Losing such a patient is hard on the nurses, too.  “You always wonder, is there something else I could have done?”  The Rabin family would say No, Mary.  You did everything you could, and then some. 

This kind of nursing care takes dedication and hard work.  “We’re not just here to give medication or listen to your lungs and leave the room so we can document that we gave care.  It’s actually caring – providing that care.  We take care of our patients like you would your own family.”

But providing that level of care often has a price.  Burnout is a serious issue in nursing, just as it is in medicine.  “I’ve been in bedside nursing for 16 years,” says Mary.  “I don’t know what the average is; maybe five years.”  In nursing school, the R.N. degree is often looked at as a first step, not an end in and of itself.  “There are so many different avenues for nurses now; research, outpatient care, nurse practitioner, and careers in nursing pharmaceutical.  People go to nursing school to not stay in bedside nursing.  Instead, they ask you, ‘Where do you want to go from here?’  Nurses are encouraged to advance their career, go back to school, get their master’s, become a nurse educator or an advanced practice provider.  There are so many directions for nurses, many of them don’t think of bedside nursing as a destination.  Nursing care is so different now than it was 16 years ago,” Mary continues.  “I really admire the nurses I learned from; it’s unfortunate that a lot of them have left the field because of burnout.” 
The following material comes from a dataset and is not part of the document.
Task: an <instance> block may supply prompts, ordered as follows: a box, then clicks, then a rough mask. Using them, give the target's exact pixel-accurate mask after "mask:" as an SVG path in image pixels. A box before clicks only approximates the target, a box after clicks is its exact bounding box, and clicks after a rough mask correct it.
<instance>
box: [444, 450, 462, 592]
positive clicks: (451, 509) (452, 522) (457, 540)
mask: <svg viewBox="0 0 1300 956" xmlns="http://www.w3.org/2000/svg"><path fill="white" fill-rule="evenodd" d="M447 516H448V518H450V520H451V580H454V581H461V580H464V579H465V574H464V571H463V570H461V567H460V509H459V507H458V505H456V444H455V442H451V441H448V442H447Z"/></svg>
How can we keep nurses like Mary at the bedside?  And how can we give patients like Selma the kind of nursing care that will make a real difference in their lives? 

Selma’s Slice of Life will help. The Prostate Cancer Foundation (PCF) is the proud beneficiary of Selma’s Slice of Life. Through the generous support of Selma’s Slice of Life donors, PCF will allocate funding to help vulnerable patients and families by providing $50,000-$75,000 grants to outstanding oncology nurses.

These grants will support continuing education and expand precision oncology nursing capabilities in the clinical setting. Through these efforts, the Prostate Cancer Foundation and the Rabin family hope to honor Selma’s enduring legacy of compassion and caring.